Contrast Enema – When you arrive, report to X-ray Central Reception (Area 4) or X-ray North. You will be asked to change into a hospital gown and to remove jewellery, dentures, glasses and any metal objects or clothing that might interfere with the X-ray images. You will then be called into the X-ray room and will be asked to lie down on the X-ray table. An image of your abdomen will be taken, and the Radiologist will assess if the colon is adequately cleansed of stool. A well-lubricated tube is inserted into the rectum, and the bowels will be filled with contrast media. During this process, you must squeeze your buttocks together as much as you can, to prevent leakage.
After the intestines are filled, X-rays of the abdomen are taken, and this may be done in various table positions.
After the images are reviewed by the Radiologist, you will be able to get dressed.
Contrast Swallow Meal – When you arrive, report to X-ray Central Reception (Area 4) or X-ray North. The examination will be carried out by a team of staff, including a Radiologist, Radiographer and nurse. Your stomach must be completely empty for the examination to be successful. When you arrive you will be taken to a cubicle and asked to change into an X-ray gown.
You will then be called into the X-ray room and asked to stand in front of the X-ray machine. You may be given a teaspoon of granules followed by a mouthful of tart lemon flavoured juice. This will fizz in your stomach, producing gas, which will allow all parts to it to be seen clearly. You will then be asked to swallow some barium liquid and the images of your stomach will be viewed on the television screen by the radiologist whilst you do so. A series of X-ray pictures will be taken with you moving into different positions (including some lying down). You may be given an injection to relax the stomach.

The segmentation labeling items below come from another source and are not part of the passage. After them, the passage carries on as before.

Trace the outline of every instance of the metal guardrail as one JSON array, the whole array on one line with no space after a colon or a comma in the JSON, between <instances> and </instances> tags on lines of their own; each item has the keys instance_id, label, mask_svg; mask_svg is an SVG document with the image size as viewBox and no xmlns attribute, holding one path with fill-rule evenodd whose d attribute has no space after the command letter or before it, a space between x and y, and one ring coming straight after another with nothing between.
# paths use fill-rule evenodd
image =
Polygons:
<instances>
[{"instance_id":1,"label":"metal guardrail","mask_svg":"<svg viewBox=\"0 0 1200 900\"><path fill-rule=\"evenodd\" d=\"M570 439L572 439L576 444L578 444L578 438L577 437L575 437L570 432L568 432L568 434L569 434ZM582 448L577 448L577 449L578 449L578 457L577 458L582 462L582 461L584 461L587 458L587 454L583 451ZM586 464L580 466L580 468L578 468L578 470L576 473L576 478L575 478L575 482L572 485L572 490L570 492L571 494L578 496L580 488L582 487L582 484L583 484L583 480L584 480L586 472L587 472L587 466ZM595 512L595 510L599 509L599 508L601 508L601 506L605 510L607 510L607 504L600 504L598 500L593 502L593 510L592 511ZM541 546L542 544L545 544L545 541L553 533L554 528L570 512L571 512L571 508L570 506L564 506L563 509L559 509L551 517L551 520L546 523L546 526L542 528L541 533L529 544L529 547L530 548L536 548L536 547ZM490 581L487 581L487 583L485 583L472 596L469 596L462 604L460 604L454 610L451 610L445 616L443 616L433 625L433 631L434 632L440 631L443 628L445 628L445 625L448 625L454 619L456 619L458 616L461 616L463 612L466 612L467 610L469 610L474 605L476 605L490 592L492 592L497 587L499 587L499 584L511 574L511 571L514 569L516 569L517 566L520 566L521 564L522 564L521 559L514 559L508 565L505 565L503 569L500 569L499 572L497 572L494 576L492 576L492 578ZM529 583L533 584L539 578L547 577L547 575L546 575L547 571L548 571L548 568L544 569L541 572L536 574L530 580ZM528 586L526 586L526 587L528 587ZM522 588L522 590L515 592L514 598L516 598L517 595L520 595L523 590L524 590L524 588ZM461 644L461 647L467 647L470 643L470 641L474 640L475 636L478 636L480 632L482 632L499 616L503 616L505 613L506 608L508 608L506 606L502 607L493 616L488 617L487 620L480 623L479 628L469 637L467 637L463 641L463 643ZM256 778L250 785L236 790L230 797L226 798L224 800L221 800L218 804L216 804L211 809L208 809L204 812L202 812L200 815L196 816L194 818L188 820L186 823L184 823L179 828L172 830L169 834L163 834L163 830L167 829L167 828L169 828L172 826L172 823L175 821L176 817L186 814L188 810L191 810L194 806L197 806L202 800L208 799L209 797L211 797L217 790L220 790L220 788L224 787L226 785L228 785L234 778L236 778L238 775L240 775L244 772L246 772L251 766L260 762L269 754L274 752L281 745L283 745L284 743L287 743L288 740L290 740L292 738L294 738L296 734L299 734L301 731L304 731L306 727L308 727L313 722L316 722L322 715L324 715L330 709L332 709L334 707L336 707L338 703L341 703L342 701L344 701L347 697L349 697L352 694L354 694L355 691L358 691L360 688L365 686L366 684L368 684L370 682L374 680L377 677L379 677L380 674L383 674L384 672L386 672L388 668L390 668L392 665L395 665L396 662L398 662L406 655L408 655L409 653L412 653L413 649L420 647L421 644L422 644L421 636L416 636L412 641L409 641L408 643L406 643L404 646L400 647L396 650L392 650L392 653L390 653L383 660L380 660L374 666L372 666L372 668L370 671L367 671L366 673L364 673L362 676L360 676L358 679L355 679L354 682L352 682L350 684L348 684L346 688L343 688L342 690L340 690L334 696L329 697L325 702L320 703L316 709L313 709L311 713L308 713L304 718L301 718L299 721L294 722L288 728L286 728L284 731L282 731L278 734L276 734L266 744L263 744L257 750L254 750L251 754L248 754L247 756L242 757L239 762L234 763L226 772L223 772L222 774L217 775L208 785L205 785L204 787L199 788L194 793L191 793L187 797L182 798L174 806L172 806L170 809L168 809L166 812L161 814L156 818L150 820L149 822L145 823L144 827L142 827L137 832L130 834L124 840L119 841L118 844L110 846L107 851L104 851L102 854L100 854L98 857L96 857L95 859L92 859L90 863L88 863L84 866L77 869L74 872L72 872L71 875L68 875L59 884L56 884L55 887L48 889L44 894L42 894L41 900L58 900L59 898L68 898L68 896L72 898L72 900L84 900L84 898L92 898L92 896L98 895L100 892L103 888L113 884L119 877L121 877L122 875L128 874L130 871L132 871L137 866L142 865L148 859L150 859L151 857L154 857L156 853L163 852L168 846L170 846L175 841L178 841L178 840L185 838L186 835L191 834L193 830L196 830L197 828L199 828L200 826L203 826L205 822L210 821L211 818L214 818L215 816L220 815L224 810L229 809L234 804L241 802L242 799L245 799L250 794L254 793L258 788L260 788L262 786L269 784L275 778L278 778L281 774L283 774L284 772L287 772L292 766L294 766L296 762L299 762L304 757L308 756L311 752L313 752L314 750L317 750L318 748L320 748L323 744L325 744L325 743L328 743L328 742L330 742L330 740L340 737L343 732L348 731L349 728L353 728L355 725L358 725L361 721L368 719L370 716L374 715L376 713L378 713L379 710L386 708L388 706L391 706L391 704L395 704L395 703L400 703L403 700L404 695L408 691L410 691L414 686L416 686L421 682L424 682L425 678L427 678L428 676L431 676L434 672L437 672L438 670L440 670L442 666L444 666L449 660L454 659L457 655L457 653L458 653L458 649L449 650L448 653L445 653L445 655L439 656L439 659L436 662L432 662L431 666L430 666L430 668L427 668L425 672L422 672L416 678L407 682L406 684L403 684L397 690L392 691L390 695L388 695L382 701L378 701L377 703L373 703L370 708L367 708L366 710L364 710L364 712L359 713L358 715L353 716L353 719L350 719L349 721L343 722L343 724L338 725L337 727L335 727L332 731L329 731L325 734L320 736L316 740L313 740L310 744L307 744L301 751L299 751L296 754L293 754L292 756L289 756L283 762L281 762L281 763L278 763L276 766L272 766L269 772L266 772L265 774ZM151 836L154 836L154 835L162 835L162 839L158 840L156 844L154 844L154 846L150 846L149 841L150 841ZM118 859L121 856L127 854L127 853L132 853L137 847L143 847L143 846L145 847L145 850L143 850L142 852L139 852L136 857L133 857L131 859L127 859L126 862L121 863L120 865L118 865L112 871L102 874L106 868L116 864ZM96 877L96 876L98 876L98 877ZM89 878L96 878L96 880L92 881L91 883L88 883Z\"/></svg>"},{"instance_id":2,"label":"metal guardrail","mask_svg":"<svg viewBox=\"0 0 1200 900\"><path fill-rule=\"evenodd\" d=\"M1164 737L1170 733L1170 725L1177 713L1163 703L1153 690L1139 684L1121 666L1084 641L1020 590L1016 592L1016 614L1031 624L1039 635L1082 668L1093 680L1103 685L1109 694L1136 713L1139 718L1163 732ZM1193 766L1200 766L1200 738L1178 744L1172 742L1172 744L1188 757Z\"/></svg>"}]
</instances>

This process usually takes about 15-20 minutes.
Micturating Cystourethrogram, Cystogram, Urethrogram – When you arrive, report to X-ray Central Reception (Area 4) or X-ray North. The procedure is done by a radiologist with help of a radiographer. The procedure uses x-rays and contrast dye to show the lower urinary tract. A small amount of contrast dye will be put into your bladder via a catheter. As the contrast flows into your lower urinary tract, pictures will be taken. You may be repositioned so that the area can be viewed from a various angles. Once the images have been taken, the catheter will be removed and you will be able to use the toilet. You may be asked to return to the room so that additional X-ray images may be taken of your empty bladder.
The results of your examination will not be given to you on the same day. To receive these results you will need an appointment see either the Consultant who referred you, or your own GP. You will be told after the examination which of these Doctors you need to see.
Arthrogram – You should rest for approximately 12 hours. Your joint may be wrapped in an elastic bandage. Noises in the joint are normal for a few days following the procedure. Swelling may occur, if it does an ice pack may bring some relief. You may use paracetamol or ibuprofen for pain relief. Please avoid aspirin based products.
Joint Injections – You may see redness or feel warmth to the face after the cortisone shot. Protect the injection area for a day or two. For injections to a joint such as the knee, try and stay off it as much as possible. Apply ice packs if the injection site swells.
Contrast Enema – Drink plenty of fluids. Take time to rest. Do not worry if your stools are lighter in colour after the examination. Also do not worry if your bowel movements are not present the following day.
Contrast Swallow / Meal – You may eat normally. Your bowel movements may be paler than usual. This is normal. You may also be constipated so drink plenty of fluids.
Micturating Cystourethrogram, Cystogram, Urethrogram – Drink lots of fluids after the examination to help flush out the dye in your system.